On manque d’adjectifs pour qualifier l’interprétation de la Symphonie fantastique de Berlioz qu’ont livrée Klaus Mäkelä et l’Orchestre de Paris ce mercredi. Le premier qui vient à l’esprit c’est… fantastique ! Évidemment, du jeune Finlandais qui a déjà conquis ses musiciens parisiens en même temps que le public de la Philharmonie, on attendait impatiemment ce qui, surtout pour la formation fondée par Charles Munch en 1967, constitue un mètre-étalon de son répertoire. On avait déjà entendu Klaus Mäkelä surprendre et briller dans Richard Strauss, Sibelius ou Duruflé, on va bientôt découvrir les Stravinsky gravés pour Decca… Et voici que, pour la première fois, on a le sentiment d’entendre exactement ce que Berlioz avait rêvé : « Épisode de la vie d’un artiste, Symphonie fantastique en cinq parties ».
Mäkelä nous offre ce soir une démonstration phénoménale d’absolue rigueur et d’infinie liberté poétique. Il aborde l’œuvre comme il le ferait d’une création, ne s’embarrassant d’aucune tradition ou convention et nous fait ainsi littéralement redécouvrir une partition révolutionnaire qui n’a de symphonie que le nom, puisque Berlioz met en scène une suite de tableaux autobiographiques (qu’on appellera par facilité « poèmes symphoniques ») et invente ici l’orchestre moderne, explorant de nouveaux registres instrumentaux, des mixtures inédites.
Mäkelä construit un récit qui nous tiendra en haleine jusqu’au bout du cauchemar final de la « nuit de sabbat », en exalte la modernité, faisant ressortir quantité de détails d’instrumentation, d’accents, de couleurs, il en épouse toutes les inflexions rythmiques d’une main aussi souple que sûre. L’osmose avec ses musiciens est telle que le chef se paie le luxe de ne pas diriger la valse initiale du deuxième mouvement (« Un bal ») et son rubato parfois hésitant sous d’illustres baguettes. Il fera de même à l’orée du troisième mouvement (« Scène aux champs »), laissant cor anglais et hautbois (en coulisse) chanter librement leur « ranz des vaches ».

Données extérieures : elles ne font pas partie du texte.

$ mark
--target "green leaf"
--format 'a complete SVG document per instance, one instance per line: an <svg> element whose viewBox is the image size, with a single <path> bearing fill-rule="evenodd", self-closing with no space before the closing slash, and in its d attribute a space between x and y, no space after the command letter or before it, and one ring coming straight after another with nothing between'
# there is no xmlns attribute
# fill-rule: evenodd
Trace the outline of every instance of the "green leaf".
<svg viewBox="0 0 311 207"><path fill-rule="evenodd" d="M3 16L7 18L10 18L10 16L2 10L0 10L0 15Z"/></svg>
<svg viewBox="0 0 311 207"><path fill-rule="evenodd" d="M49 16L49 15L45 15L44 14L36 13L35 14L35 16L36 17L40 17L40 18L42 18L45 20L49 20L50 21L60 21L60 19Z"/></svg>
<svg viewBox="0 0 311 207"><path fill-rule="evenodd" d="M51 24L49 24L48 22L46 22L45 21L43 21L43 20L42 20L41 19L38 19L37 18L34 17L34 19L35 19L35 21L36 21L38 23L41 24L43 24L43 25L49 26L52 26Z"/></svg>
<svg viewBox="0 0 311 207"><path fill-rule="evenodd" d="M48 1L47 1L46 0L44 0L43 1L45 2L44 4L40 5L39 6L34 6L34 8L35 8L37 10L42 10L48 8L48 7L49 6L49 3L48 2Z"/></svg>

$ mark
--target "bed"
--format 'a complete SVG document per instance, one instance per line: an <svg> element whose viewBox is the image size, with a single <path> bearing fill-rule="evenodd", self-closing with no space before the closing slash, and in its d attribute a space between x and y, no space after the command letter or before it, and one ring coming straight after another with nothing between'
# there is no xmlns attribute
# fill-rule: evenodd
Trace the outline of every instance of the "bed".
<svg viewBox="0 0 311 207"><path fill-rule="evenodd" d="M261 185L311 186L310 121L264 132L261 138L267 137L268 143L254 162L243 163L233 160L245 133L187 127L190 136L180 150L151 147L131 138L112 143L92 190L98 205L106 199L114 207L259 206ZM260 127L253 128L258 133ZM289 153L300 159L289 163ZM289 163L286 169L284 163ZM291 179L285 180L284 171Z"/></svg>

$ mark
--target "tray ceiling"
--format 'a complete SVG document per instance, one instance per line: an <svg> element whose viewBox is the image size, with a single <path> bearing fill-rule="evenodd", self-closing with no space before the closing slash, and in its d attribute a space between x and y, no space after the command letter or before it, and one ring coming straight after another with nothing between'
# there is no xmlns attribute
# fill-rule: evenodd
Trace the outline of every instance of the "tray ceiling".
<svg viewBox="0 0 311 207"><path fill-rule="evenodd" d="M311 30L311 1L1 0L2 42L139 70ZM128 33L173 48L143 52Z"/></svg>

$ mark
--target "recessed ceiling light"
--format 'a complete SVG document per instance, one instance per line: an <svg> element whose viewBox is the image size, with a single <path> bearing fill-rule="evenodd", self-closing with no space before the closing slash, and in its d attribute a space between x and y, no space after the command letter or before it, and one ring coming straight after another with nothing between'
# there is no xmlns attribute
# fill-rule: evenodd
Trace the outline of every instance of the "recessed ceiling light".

Dans la « Marche au supplice », Mäkelä réussit là où tant d’autres se fourvoient : foin d’une virtuosité triomphale des cuivres, mais point de pesante marche funèbre. Les cordes graves scandent le début du cauchemar, les cordes aiguës suivent sans vibrato, comme pour ajouter à l’ambiance glaciale d’une marche qui grince et grimace. Dans le dernier mouvement (« Songe d’une nuit de sabbat »), jamais nous n’aurons autant ressenti les ombres, les monstres, les squelettes, les bruits terrifiants que Berlioz décrit avec une gourmandise sans limites.